I must admit I’ve only followed the OASIS OpenDocument vs. Office OpenXML debate from a distance, but the little I did hear left me with the hard-to-believe impression that OOXML proponents largely either work for Microsoft, are paid/bribed by Microsoft or are just plain clueless, and that a general aura of evil hovers over the spec.

Put another way, it’s been very polarizing with little middle ground. There are certainly valid criticisms (particularly jarring are the bizarre, hardly-documented legacy compatibility attribute such as lineWrapLikeWord6) worth discussing, but what I’ve generally found to be missing is a voice of reason.

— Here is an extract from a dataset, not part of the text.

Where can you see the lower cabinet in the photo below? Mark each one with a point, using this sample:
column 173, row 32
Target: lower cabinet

A voice that actually has a bit of an insight on the process. A voice that can say this:

What Was Good · The people. With a very few exceptions, everyone really tried hard to work together and make the document better. Everyone freely acknowledged that the job was way too big, but there we were for a week to take a run at it anyhow. I include the nations’ representatives and the ISO people and the Microsoft people when I say this; they were, by and large, a pleasure to work with.

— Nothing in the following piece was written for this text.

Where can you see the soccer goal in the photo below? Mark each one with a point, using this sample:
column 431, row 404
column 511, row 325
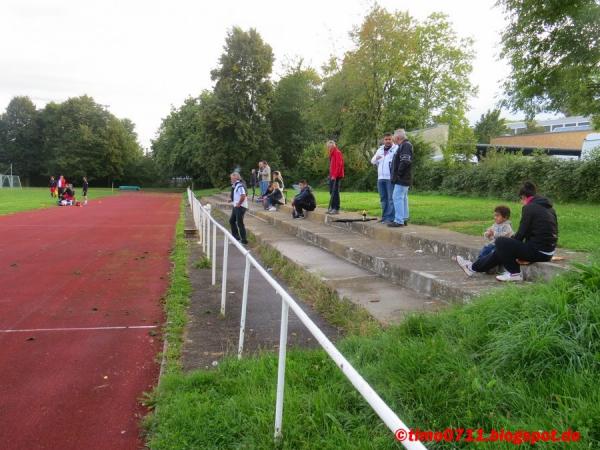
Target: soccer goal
column 10, row 181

This idea that Microsoft is a giant Mordor-like work camp of mindless, soulless ones is far too common, and I’m thankful for different perspectives, like the above one by Tim Bray. And yet, he points out, most of the commentary on the recent ballot resolution meeting is once more “spin”-filled.

It’s not hard to imagine that Microsoft tries as hard as they can for Office’s dominance to prevail. It will, however, be hard to have constructive, productive, useful results when you spend much of your time bickering. There’s a Microsoft-funded BSD-licensed ODF add-in project, there’s ODF and OOXML support in any OS X 10.5 NSAttributeString, and there’s plenty of other examples of how developers can just get to the point, work together, and accomplish something where the user wins.

I see no chance in OOXML going away, and I don’t want OpenDocument gone either. As ideal as a world with one document format to rule them all would be, it strikes me as unrealistic. Instead, let’s get pragmatic, and work to improve both, as well as interaction between the two.

It would be an interoperability win (which is what we really want, right?), and a lock-in loss.